Os viticultores da região do Douro concentraram-se esta manhã em frente à sede do Instituto dos Vinhos do Douro e Porto (IVDP), no Peso da Régua, para reivindicar soluções imediatas para o escoamento das uvas. A manifestação ocorre num contexto de aumento previsto na produção, estimado em cerca de 25%, enquanto os pequenos e médios produtores expressam preocupações sobre a venda das suas colheitas.
A reportagem da Agência Lusa falou com vários viticultores presentes na manifestação.
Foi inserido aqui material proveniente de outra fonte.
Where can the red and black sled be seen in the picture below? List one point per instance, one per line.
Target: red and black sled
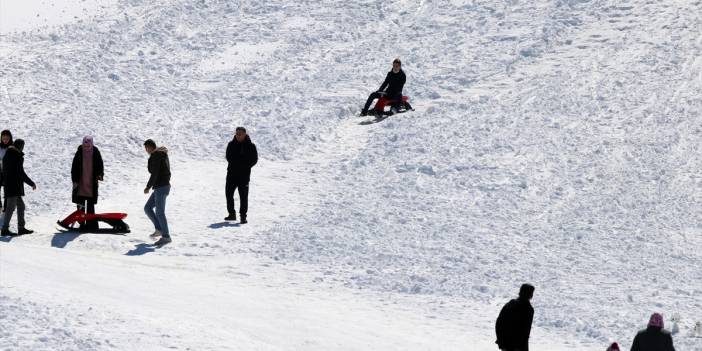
(387, 107)
(78, 220)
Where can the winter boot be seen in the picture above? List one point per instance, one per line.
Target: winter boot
(163, 241)
(24, 231)
(7, 232)
(155, 234)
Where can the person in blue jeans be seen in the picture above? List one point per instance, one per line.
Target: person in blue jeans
(160, 170)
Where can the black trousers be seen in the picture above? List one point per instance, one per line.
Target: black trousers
(234, 183)
(89, 209)
(377, 95)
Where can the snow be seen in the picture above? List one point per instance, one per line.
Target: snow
(553, 142)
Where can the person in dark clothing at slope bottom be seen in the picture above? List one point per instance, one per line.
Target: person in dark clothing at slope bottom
(394, 82)
(513, 325)
(241, 156)
(160, 181)
(15, 178)
(654, 337)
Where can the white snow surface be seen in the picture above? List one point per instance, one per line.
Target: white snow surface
(554, 142)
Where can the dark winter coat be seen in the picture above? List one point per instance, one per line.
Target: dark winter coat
(394, 82)
(513, 325)
(160, 169)
(77, 172)
(241, 157)
(653, 339)
(13, 173)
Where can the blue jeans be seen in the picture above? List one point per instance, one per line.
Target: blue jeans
(158, 200)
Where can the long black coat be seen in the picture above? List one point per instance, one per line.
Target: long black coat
(653, 339)
(513, 325)
(13, 174)
(241, 157)
(77, 173)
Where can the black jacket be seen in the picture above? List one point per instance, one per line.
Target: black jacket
(394, 82)
(77, 172)
(241, 157)
(653, 339)
(13, 174)
(160, 169)
(513, 325)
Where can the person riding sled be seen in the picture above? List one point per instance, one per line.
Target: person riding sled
(391, 88)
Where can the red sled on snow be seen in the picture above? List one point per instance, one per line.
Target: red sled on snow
(394, 106)
(83, 220)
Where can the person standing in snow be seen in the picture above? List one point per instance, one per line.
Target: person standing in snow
(5, 142)
(391, 87)
(241, 157)
(513, 325)
(15, 178)
(654, 337)
(160, 181)
(87, 170)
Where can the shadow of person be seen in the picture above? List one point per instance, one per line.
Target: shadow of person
(223, 225)
(140, 249)
(61, 239)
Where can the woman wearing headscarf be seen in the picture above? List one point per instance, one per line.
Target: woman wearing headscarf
(86, 171)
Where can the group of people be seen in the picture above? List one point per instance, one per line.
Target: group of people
(87, 170)
(513, 327)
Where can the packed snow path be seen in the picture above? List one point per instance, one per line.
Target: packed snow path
(554, 142)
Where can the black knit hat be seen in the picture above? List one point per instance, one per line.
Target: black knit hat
(526, 291)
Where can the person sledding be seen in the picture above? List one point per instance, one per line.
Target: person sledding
(390, 91)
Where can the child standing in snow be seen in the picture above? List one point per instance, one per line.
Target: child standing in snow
(14, 179)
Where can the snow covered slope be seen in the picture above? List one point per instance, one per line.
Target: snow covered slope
(554, 142)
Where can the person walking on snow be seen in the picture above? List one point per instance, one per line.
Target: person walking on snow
(391, 87)
(654, 337)
(241, 157)
(160, 170)
(513, 325)
(613, 347)
(14, 177)
(87, 170)
(5, 142)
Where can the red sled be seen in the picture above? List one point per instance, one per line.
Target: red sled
(394, 105)
(82, 219)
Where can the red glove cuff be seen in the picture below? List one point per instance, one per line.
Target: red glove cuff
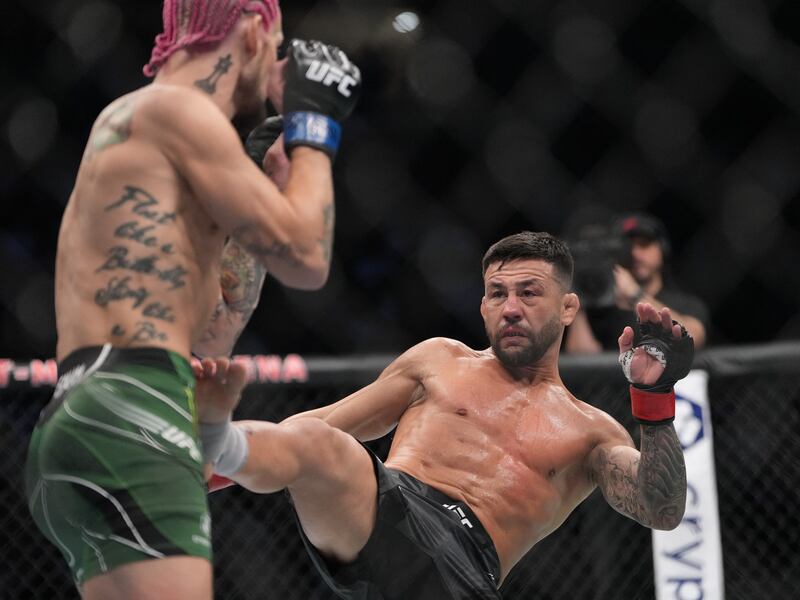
(651, 408)
(218, 482)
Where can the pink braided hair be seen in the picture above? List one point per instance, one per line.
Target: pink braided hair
(189, 22)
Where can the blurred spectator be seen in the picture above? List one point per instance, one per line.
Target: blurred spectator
(640, 275)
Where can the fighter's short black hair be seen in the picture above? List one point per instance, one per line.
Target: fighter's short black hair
(533, 245)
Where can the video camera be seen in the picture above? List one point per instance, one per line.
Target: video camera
(595, 250)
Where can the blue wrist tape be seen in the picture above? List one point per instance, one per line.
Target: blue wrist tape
(312, 129)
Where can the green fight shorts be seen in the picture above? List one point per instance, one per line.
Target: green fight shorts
(115, 472)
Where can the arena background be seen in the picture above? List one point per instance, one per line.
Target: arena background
(478, 119)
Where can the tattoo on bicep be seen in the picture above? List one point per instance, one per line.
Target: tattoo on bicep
(113, 127)
(209, 84)
(241, 278)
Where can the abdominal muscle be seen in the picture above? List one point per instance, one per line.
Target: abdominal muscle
(517, 505)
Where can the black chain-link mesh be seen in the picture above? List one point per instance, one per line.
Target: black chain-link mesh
(596, 555)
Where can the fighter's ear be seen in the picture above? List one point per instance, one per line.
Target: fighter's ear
(569, 308)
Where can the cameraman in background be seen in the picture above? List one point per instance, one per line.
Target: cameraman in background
(616, 270)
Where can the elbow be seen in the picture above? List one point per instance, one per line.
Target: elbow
(307, 277)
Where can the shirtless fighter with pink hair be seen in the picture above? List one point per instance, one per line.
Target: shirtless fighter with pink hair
(167, 234)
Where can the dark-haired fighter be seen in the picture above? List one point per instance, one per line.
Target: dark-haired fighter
(490, 453)
(114, 473)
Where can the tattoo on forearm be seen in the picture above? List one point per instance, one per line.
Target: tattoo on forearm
(662, 473)
(209, 84)
(326, 242)
(113, 127)
(651, 489)
(250, 239)
(241, 278)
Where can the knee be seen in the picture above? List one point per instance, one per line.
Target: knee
(319, 447)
Vítor Herdeiro, presidente da Associação dos Viticultores e da Agricultura Familiar Douriense (Avadouriense), afirmou à Agência Lusa que “já há viticultores a queixarem-se de que não lhes querem nem as uvas para vinho do Porto nem as uvas para o vinho de mesa”. Esta situação, segundo Herdeiro, tem-se repetido nas últimas três campanhas e agrava-se este ano devido ao aumento da produção.
O dirigente destacou que é essencial garantir o escoamento das uvas destinadas ao benefício, cuja quantidade foi fixada em 76 mil pipas pelo Conselho Interprofissional do IVDP. Ele sublinhou que as cartas recebidas pelos viticultores aumentam “o sufoco” para aqueles que já investiram tempo e recursos na vinha durante todo o ano.
Vítor Rodrigues, dirigente da Confederação Nacional da Agricultura (CNA), também se manifestou sobre a necessidade de implementar a medida de uva para destilar. Esta recomendação foi aprovada em julho na Assembleia da República com apoio de vários partidos, embora não tenha força de lei. A medida foi introduzida pela primeira vez na vindima de 2025, oferecendo um apoio de 50 cêntimos por quilo de uva entregue para destilação.
Maria Lebres, uma viticultora de 72 anos, expressou preocupação com a possibilidade de “quererem menos vinho” nesta campanha. Ela mencionou que os custos de produção continuam a aumentar sem correspondência nos preços pagos pelas uvas. “Eu tenho que pôr lá dinheiro da minha reforma para chegar, porque a vinha não dá”, lamentou Maria Lebres.
A sua filha, Cátia Botelho, também se mostrou preocupada com as despesas crescentes e os lucros inexistentes. “Por este caminho vamos ter que abandonar, ninguém consegue […]”, disse Cátia Botelho, enfatizando a necessidade de contratos claros sobre os preços das uvas.
Carla Félix, viticultora em Sanfins do Douro, participou na manifestação pedindo dignidade para quem trabalha no setor vitivinícola. Ela criticou os preços praticados por quem recebe a produção agrícola como sendo impraticáveis e pediu uma regulação equitativa entre pequenos e grandes produtores. Vítor Herdeiro reiterou que é necessário traçar um novo caminho para valorizar a produção vitivinícola na região.
O plano executivo para a gestão sustentável e valorização do setor vitivinícola da Região Demarcada do Douro está atualmente em análise pelo Conselho Interprofissional do IVDP após ter sido entregue ao Governo.